Image Credit to depositphotos.com

That is not the air menace that NATO designed its best interceptors to overcome. The exigency is provided by low, slow, small aircraft, which are often expendable, autonomous in some cases, and usually launched with minimal infrastructure, and deployed in groups in an effort to saturate defenses. The awkward maneuver is economical as well as tactical: the airplane of the attacker is cheap to lose, and the retaliation of the defender has traditionally been expensive to shoot and shallow in magazine capacity.

This imbalance is supported by commercially based drone ecosystems. One set of data covering 2024 and 2025 shows that DJI, Autel, and DIY builds contributed to 94.70% of detections in Europe, the Middle East, and Asia, and DIY builds are increasing at a very steep rate on a yearly basis. The concentration assists defenders to filter detection and training, however, it also highlights ease: broadly dispersed parts and expertise render scale simple to an attacker. Concurrently, it is becoming difficult to detect. According to the same one, more than 80 percent of the detections came through RF systems and the evolution of RF-silent tactics is pushing air defenders more to more radar, electro-optical, thermal, and acoustic fusion and better command-and-control against any. A single tiny paragraph alters the frame: intercept is no longer the entire mission.

The rethink of the air-defense position of NATO here is based upon the so-called “cost-curve penalty,” the case in which a defender incurs a thousand and one times more than an attacker incurs in response to a threat. Directed energy is being sought after as it alters the definition of a “shot.” Congressional Research Service overview defines directed energy weapons, which DOD defines as involving the use of concentrated electromagnetic energy (as opposed to kinetic energy) to “incapacitate, damage, disable or destroy” equipment, and points out that the high-energy lasers can provide reduced logistical demands and reduced cost-per-shot when sufficient electrical power is available. Meanwhile, high-powered microwave (HPM) systems are appreciated with respect to area effects, and the same report indicates that HPM could be more useful in response to swarms of unmanned aircraft systems since the beam can be used to affect the electronics within a cone, as opposed to a point.

These benefits come at the cost of engineering trade-offs that influence NATO procurement decisions. Lasers are line of sight weapons, performance is affected by atmospheric absorption, scattering and turbulence, the CRS report outlines that rain and fog may prevent lasers being an all weather solution and thermal blooming and targeting one at a time nature of lasers can limit throughput in saturation attacks. By comparison, the microwaves are more diffusive in their energy distribution – further diminishing their range – and must be handled carefully to prevent unwanted interaction with friendly electronics. The argument is not that one effector takes the place of missiles; it is that NATO requires layered defenses at the cheapest and most numerous threats where the most common threat can be met by a defense that can shoot frequently, that can be replenished, and that as threat increases becomes more expensive the defense becomes more expensive.

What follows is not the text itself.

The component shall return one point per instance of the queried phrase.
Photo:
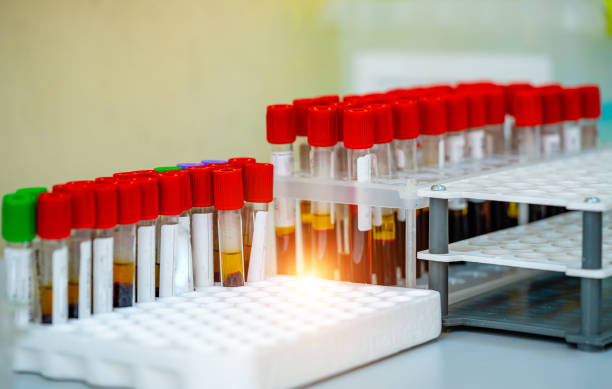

According to industry offerings and field experimentation, there is evidence of that layering. In the CRS report, containerized and vehicle-mounted counter-UAS demonstrators (including THOR by the Air Force, which is a short-range air base defense system and tested against several targets), and Army programs that combine high-energy lasers with microwaves to secure fixed locations are described. A report in the New York Times on directed-energy adoption is independent, and reports that lasers are being considered as a viable solution to swarms of drones when still limited to a few kilometers of range; it also quotes David C. Stoudt saying that now is the time to move higher-power systems into practical operation.

To NATO, the rethink is structural; air defense must be turned into a networked airspace-defense stack that can identify small targets at reliable ranges, classify them in a small amount of time, and allocate the appropriate effector, whether missile, gun, laser, or microwave, depending on the range, environment, and the magazine of the defender. Inexpensive drone swarms did not simply introduce a new type of target, but required the alliance to rethink the economics, sensors, and engagement process of air defense, fundamentally.